2- Por isso, a junção de tal documento não deve ser admitida, tanto mais que, como o próprio legal representante da A. refere em sede de depoimento de parte, esta já há muito tinha conhecimento que o tractor de matrícula ..-UF estava registado a favor do R. e com reserva de propriedade a seu favor, devendo, assim, ordenar-se o desentranhamento do documento junto, restituindo-o à apresentante (arts. 693.º-B e 543º nº 1 do C.P.Civil).
3- Voltando à análise dos autos, temos que a A. intentou a presente acção declarativa de condenação alegando, em síntese, que celebrou com o R. um contrato de compra e venda de um tractor e que o R. apenas pagou parte do preço, encontrando-se em dívida o valor de €5.317,00, acrescida dos respectivos juros de mora legais. O R., na contestação, confirma a existência do contrato de compra e venda do tractor, mas que já procedeu ao pagamento integral da quantia peticionada. E, em sede de resposta, a Ré impugnou por falso toda a matéria alegada na contestação.

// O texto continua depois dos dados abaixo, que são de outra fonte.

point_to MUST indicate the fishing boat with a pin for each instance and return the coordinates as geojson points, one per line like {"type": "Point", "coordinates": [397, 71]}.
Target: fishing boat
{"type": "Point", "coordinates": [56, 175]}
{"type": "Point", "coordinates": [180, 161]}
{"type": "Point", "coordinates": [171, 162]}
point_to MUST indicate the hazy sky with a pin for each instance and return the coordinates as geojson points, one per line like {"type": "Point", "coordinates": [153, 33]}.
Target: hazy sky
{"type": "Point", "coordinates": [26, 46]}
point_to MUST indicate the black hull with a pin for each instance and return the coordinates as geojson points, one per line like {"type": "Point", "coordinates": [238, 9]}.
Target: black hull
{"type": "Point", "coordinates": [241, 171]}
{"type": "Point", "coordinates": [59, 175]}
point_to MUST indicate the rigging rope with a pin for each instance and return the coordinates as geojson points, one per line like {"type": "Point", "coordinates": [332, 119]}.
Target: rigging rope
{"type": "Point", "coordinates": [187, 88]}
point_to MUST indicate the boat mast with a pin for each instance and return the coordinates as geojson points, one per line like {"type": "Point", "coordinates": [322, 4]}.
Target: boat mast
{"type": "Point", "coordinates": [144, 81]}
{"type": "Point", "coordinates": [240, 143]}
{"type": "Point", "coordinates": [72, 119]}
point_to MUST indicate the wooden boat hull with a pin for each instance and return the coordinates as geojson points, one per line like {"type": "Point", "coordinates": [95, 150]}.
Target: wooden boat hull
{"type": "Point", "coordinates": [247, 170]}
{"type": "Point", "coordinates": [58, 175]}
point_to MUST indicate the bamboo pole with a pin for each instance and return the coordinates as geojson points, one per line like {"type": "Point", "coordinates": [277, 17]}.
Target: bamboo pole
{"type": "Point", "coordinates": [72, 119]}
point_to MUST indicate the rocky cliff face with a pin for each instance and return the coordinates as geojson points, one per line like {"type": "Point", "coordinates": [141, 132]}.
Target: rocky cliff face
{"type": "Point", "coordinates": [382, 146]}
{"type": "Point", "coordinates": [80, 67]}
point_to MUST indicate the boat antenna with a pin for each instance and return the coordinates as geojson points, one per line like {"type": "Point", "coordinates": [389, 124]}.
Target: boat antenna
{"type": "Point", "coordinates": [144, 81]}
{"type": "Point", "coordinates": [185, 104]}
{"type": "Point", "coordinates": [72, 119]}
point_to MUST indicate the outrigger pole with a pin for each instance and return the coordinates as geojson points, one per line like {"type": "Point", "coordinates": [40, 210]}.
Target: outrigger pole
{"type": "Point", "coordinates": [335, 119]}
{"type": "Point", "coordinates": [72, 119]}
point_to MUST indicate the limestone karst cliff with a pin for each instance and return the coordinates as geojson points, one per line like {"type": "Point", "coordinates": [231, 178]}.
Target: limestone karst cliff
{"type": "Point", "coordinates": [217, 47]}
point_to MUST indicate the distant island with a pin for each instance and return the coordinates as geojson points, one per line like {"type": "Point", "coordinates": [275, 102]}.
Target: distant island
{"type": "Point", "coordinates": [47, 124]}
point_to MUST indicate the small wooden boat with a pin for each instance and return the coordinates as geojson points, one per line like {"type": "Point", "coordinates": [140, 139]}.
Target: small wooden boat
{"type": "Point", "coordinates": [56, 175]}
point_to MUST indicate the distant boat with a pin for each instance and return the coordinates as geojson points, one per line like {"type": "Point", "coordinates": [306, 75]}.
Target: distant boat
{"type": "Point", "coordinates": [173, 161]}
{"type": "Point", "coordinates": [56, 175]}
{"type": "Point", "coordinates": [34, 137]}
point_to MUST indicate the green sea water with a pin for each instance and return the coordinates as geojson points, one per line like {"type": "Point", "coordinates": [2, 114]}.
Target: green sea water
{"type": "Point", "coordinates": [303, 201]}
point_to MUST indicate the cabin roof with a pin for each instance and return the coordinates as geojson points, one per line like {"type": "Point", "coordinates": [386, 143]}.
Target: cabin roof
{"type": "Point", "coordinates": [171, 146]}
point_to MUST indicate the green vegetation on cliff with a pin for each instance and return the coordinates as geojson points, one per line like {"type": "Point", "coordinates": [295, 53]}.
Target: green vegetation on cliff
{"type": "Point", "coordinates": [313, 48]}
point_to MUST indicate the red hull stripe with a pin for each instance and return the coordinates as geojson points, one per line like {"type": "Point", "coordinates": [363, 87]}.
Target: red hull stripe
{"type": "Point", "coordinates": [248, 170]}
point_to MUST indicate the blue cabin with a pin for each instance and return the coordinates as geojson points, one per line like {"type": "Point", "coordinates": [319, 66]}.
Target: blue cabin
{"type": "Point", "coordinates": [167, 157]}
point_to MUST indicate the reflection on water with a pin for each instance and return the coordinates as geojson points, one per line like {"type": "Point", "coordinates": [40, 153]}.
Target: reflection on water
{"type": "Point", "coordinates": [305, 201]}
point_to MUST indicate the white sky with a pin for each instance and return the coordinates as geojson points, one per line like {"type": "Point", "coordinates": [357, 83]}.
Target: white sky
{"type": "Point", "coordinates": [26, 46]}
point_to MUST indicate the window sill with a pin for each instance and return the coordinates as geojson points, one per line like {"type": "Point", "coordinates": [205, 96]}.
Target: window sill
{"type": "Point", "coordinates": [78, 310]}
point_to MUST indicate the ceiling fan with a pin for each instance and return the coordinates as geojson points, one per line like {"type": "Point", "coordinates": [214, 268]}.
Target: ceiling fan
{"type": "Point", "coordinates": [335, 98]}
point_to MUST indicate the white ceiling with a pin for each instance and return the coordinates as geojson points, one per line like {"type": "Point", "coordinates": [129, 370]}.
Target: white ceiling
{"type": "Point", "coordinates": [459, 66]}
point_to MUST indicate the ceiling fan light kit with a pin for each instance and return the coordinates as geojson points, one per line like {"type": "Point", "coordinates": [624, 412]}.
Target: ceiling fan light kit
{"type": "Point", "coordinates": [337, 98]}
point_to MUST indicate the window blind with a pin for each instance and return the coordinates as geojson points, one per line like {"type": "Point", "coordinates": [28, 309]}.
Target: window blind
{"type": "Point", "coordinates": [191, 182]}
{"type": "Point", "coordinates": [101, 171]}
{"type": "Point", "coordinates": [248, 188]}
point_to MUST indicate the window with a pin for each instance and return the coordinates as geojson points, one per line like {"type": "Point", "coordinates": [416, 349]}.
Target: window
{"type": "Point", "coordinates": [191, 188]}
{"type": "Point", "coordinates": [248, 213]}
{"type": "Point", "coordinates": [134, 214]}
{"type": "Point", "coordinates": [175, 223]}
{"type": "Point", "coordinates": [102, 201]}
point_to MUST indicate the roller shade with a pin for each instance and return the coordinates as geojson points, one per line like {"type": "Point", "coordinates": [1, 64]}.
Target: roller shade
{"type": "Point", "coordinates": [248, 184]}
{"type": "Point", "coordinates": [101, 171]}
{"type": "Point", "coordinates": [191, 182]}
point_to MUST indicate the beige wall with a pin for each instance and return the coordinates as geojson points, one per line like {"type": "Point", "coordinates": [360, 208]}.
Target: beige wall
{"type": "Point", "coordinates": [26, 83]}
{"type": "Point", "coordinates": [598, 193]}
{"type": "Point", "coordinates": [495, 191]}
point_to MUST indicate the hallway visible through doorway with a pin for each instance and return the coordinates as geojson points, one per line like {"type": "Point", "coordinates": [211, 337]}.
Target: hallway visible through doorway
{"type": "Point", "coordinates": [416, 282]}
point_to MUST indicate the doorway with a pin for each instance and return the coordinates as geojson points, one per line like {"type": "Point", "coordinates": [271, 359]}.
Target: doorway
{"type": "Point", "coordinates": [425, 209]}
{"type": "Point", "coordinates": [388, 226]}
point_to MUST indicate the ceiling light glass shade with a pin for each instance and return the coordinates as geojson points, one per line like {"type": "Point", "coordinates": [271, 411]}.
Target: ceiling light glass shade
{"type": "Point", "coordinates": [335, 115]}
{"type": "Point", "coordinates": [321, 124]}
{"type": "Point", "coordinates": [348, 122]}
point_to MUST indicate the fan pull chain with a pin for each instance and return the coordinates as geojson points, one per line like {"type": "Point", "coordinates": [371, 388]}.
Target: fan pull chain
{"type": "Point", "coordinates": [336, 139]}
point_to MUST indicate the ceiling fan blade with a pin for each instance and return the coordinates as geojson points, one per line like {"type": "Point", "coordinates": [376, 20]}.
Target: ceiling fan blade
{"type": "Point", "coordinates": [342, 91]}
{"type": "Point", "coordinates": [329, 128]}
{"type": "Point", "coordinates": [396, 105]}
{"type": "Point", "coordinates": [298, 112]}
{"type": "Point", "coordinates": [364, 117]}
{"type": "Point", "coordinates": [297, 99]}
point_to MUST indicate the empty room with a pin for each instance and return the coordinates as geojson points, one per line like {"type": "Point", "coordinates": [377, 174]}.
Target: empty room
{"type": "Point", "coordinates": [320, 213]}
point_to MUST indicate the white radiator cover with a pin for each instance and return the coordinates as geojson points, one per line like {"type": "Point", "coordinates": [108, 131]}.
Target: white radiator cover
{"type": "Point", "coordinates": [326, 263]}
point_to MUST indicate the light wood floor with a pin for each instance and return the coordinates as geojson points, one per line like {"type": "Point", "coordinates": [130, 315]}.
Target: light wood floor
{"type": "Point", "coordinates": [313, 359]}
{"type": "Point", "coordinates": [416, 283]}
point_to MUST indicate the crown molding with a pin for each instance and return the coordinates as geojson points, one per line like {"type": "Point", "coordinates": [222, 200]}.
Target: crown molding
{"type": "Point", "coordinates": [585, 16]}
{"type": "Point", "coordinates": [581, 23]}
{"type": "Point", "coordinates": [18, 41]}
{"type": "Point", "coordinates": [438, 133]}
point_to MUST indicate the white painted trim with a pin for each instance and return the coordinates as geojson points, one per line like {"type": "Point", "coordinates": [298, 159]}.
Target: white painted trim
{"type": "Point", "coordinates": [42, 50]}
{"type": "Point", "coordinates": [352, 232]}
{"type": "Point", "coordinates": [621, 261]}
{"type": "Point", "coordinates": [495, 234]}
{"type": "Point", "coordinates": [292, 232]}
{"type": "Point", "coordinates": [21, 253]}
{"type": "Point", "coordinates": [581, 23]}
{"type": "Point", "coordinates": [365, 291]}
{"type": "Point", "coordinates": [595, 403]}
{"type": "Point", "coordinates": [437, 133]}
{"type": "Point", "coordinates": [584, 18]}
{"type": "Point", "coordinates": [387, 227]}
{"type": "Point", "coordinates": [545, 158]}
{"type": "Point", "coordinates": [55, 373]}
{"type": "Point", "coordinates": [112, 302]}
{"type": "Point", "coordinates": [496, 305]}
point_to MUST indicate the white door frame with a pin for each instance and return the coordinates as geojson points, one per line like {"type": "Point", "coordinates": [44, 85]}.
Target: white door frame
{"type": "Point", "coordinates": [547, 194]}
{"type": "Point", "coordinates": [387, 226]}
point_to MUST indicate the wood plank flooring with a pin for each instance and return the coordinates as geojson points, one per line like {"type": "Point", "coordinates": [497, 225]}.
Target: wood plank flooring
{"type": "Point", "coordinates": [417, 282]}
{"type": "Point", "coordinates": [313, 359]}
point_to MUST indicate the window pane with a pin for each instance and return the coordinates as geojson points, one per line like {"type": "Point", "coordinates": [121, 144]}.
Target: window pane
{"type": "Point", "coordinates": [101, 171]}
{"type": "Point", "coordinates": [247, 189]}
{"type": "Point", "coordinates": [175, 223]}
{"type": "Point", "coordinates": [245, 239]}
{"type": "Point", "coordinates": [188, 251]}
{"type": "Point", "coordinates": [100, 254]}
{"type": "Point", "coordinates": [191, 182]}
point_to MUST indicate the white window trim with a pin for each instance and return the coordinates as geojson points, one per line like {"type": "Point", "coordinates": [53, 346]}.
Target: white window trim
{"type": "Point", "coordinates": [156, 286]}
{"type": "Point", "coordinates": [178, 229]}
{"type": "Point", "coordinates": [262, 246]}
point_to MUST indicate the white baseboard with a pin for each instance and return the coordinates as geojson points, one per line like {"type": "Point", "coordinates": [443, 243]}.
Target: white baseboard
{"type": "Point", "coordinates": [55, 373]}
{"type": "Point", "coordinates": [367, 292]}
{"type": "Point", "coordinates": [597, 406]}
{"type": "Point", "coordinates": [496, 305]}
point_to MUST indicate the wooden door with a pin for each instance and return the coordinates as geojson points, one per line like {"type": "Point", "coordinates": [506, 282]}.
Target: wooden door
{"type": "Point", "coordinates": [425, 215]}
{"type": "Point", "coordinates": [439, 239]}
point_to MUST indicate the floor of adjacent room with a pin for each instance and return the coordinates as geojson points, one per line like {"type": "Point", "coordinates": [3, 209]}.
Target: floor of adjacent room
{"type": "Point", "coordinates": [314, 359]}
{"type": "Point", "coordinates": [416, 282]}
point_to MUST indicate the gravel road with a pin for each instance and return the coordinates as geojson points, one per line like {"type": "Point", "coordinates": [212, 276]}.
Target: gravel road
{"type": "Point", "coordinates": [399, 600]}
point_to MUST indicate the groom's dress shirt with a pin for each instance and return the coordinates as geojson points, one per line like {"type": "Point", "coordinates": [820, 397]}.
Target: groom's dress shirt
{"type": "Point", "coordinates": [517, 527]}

4- Sucede que, em 31 de Maio de 2012, o R. deu entrada nos autos do requerimento de fls. 124, pedindo que seja retirada a matéria por si alegada nos arts. 5.º a 13.º da contestação, sendo certo que a A./apeante, notificada de tal requerimento, alegou nada ter a opor quanto à junção de tal requerimento, prescindindo do prazo de vista – cfr. acta de audiência de julgamento com a referência 799296.
5- Pelo que, tal como refere o despacho de resposta à matéria de facto com a referencia 809521, já há muito transitado em julgado, a confissão feita pelo R. em sede de contestação não pode ser valorada uma vez que tal confissão foi retirada durante a audiência de julgamento – cfr. arts. 38.º, 490.º e 567.º, n.º 2 do CPC.
6- Na verdade, tal como refere o citado despacho, “o R. declarou que o tractor lhe fora oferecido pelo, então, genro, J.., desconhecendo os contornos do negócio, sendo que nunca teve qualquer relação contratual com a A. (foi um presente do genro e da filha). E por seu turno o legal representante da A., em depoimento de parte, também reconheceu que todo o negócio – condições, preço, forma e meios de pagamento – foi celebrado com J.., sendo que nunca houve qualquer contacto com o R., pois este nunca celebrou com a A. qualquer contrato”, sendo certo que, a presenta acção apenas foi intentada contra o R. pelo facto “de o tractor ter sido registado em nome do R., ainda que com reserva de propriedade a favor da A.”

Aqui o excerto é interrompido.